Technical, financial and administrative systems are responsible for our prosperity, but they also control us, and it is not them which make us happy.

“We get happiness from other people: from trust, care and good relationships. You can’t buy trust on eBay, or order good relationships with a pizza”, he said.

What we want are organisations that combine efficiency with good human relations, but what we usually get is either one or the other.

“In Silicon Valley there are loads of companies and people who are really good at systems thinking but not good at empathy. At the other extreme, there are phenomena such as farmers’ markets. They have good contact with their customers, but no large-scale operations”, said Charles Leadbeater.

However, there are some good examples. Among cities, he thinks Seattle, Barcelona and Copenhagen have succeeded in combining efficiency and a humane environment, and among organisations he also looks to Barcelona.

“Barcelona Football Club has well-developed systems thinking that is entirely based on relationships and empathy. They play so well because they all cooperate and make the most of one another’s opportunities. That’s ‘systempathy’!”
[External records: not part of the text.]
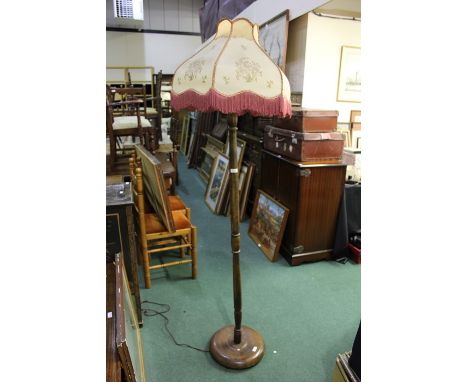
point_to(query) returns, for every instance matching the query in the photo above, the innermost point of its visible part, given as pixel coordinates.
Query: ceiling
(340, 8)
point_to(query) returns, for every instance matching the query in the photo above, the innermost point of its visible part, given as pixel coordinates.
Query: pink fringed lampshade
(232, 74)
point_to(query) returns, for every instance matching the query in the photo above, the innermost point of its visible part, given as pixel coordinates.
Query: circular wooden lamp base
(246, 354)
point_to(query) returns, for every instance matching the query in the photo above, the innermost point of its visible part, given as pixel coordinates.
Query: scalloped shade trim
(245, 102)
(232, 74)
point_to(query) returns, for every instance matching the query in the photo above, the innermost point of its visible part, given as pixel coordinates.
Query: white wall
(295, 52)
(325, 37)
(261, 11)
(162, 51)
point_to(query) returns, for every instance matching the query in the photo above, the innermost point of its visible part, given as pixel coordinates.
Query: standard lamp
(234, 75)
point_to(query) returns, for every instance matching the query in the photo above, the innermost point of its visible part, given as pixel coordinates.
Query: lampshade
(232, 74)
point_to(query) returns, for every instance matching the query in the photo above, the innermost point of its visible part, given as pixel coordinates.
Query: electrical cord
(148, 312)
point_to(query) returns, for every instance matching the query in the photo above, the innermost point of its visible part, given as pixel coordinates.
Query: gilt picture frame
(349, 75)
(267, 224)
(128, 336)
(273, 37)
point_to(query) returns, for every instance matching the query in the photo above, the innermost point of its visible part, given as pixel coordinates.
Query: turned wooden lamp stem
(235, 233)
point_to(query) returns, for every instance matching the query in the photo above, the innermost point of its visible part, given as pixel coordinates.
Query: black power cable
(148, 312)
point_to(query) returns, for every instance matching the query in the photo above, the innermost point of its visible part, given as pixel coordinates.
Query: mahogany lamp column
(236, 346)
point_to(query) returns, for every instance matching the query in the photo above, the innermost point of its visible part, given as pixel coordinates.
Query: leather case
(304, 146)
(309, 120)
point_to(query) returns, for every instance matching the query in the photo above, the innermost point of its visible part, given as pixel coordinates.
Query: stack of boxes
(302, 168)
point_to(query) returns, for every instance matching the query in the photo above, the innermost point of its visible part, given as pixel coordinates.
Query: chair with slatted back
(124, 119)
(164, 225)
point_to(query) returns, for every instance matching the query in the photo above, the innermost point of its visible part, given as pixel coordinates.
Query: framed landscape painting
(267, 224)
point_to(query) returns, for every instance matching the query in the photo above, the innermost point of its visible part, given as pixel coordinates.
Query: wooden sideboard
(312, 192)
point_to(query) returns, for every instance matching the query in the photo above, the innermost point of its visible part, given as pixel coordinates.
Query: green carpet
(306, 314)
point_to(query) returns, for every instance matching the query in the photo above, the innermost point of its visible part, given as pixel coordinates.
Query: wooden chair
(163, 222)
(124, 119)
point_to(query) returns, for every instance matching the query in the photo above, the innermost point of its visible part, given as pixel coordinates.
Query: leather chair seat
(176, 203)
(154, 224)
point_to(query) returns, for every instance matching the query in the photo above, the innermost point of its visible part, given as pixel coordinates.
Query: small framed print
(240, 150)
(217, 183)
(267, 224)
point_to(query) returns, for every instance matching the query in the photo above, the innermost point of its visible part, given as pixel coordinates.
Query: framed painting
(240, 150)
(128, 336)
(217, 184)
(267, 224)
(349, 76)
(273, 37)
(184, 134)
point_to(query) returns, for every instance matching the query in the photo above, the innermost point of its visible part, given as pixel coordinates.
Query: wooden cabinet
(313, 193)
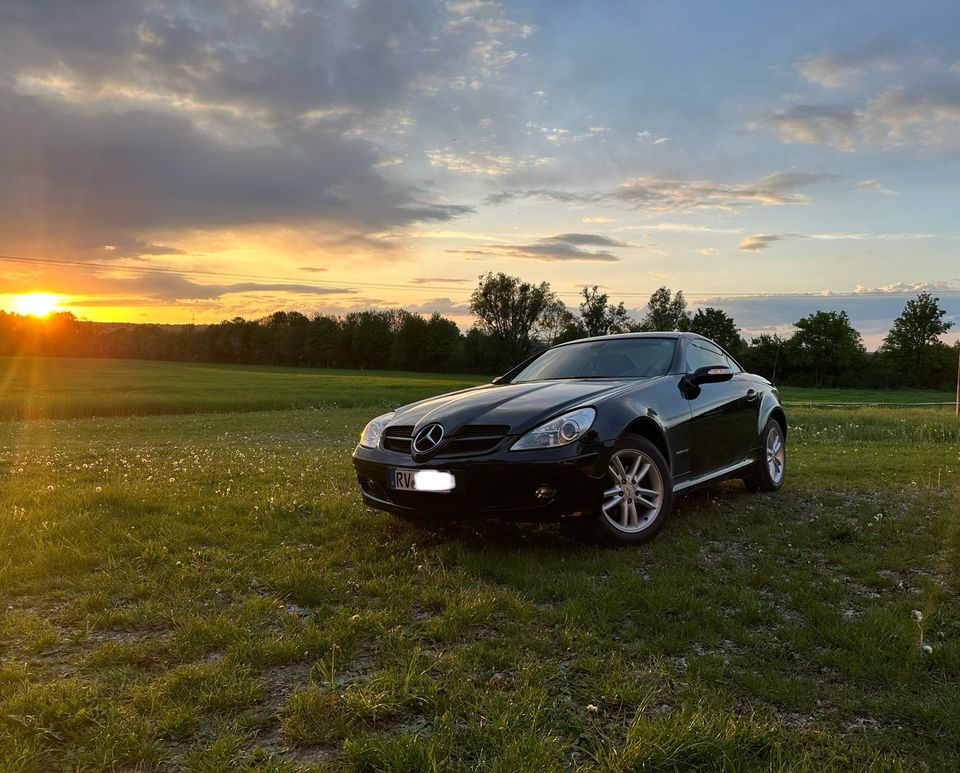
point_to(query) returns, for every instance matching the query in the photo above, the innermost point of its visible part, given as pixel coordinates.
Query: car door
(723, 422)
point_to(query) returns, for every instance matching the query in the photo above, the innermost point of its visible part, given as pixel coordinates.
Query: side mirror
(709, 374)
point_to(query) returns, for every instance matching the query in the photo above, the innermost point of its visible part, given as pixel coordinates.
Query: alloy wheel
(634, 495)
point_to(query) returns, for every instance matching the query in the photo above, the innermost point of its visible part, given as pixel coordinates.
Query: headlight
(560, 431)
(370, 437)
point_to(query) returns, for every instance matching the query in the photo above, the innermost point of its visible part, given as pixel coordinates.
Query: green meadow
(189, 581)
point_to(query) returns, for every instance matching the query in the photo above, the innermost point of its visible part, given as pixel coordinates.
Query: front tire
(769, 472)
(637, 495)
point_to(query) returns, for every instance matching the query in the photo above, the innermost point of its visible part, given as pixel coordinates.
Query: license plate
(422, 480)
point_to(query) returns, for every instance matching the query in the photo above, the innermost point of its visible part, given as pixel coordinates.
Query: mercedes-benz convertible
(606, 428)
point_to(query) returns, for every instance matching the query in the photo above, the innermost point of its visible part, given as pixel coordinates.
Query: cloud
(560, 248)
(595, 240)
(483, 163)
(758, 242)
(947, 286)
(115, 286)
(836, 70)
(838, 126)
(658, 194)
(921, 109)
(427, 280)
(682, 228)
(122, 121)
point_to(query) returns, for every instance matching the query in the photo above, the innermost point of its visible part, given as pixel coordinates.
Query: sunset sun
(35, 304)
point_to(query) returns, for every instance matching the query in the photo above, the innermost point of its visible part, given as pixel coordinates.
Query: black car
(606, 427)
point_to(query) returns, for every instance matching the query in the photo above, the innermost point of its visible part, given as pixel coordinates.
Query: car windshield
(613, 358)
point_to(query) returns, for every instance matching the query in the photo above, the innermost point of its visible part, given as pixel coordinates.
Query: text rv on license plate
(422, 480)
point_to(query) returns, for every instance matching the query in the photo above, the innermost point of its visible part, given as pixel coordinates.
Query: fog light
(545, 493)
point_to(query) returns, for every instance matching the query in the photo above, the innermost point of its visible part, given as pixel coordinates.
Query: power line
(297, 281)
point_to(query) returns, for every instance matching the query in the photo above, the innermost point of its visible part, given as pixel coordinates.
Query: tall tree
(514, 311)
(666, 311)
(718, 326)
(828, 342)
(600, 317)
(914, 335)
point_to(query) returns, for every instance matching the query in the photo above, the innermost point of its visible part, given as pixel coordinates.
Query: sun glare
(35, 304)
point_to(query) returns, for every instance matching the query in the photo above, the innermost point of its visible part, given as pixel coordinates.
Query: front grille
(468, 440)
(474, 439)
(398, 438)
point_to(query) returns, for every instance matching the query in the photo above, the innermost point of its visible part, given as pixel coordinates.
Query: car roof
(652, 334)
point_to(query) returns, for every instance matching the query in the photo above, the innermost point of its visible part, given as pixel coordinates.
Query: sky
(196, 161)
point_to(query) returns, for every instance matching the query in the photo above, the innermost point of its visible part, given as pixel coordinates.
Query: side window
(701, 354)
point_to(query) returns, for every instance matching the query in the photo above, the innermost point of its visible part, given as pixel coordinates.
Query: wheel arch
(647, 428)
(780, 417)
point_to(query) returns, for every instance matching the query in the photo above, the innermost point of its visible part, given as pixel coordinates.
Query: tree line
(514, 319)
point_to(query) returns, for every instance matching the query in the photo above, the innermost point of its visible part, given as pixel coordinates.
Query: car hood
(519, 406)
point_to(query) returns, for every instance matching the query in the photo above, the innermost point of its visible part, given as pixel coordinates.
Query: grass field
(205, 592)
(39, 387)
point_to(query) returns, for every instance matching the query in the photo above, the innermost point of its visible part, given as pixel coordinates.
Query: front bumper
(520, 485)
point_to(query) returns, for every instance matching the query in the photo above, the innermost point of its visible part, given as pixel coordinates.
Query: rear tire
(637, 495)
(769, 472)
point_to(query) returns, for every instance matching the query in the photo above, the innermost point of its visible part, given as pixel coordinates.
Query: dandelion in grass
(918, 619)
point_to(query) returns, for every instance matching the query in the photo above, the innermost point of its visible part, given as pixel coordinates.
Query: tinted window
(615, 358)
(701, 354)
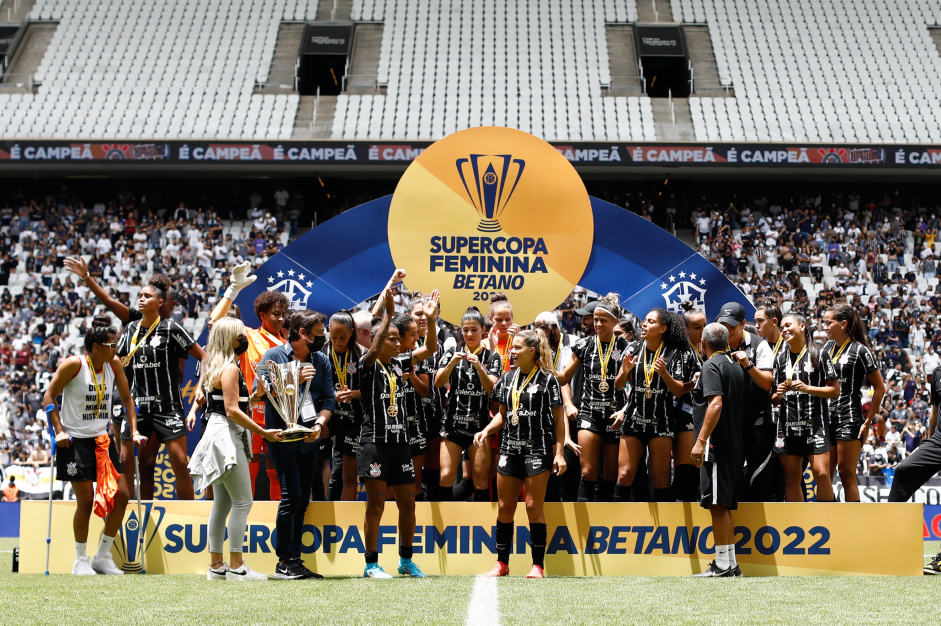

Innovation in Mind is an annual conference arranged by Lund University, Vinnova and Region Skåne. One of the opening speakers was the famous inventor Ray Kurzweil, who spoke via video link and whose main theme was exponential growth. We have seen it in the IT sector, with the increasing speed and power of computers and falling prices, but via IT this also affects other areas. In medicine, for example, very rapid development is expected now that the human genome has been mapped.

The mapping of the human genome also happened at exponential speeds.

“After seven years, one per cent of the genome had been completed, and the pessimists saw 700 years of work ahead of them. But by then, the speed had already been doubling every year. Therefore, it only had to double seven more times to meet the goal of 100 per cent”, explained Ray Kurzweil.

In the same way, progress will become faster and faster in other areas. Solar power, for example, currently only represents half a percentage point of the world’s energy consumption, which seems deplorably little.

“However, its growth is exponential, so progress will be very rapid”, predicted Ray Kurzweil. Other technology he believes will be big in the future includes stem cells developed from our own skin cells to repair damaged organs, virtual reality built into glasses, and animal-free meat manufactured from cell culture.

The audience at the conference had been encouraged to write Twitter comments, which were projected onto screens at the sides of the speakers’ podium. The responses were positive: “Really inspiring presentation. But the conversation I had in the break was even better. That’s the sign of a good event”, wrote one delegate.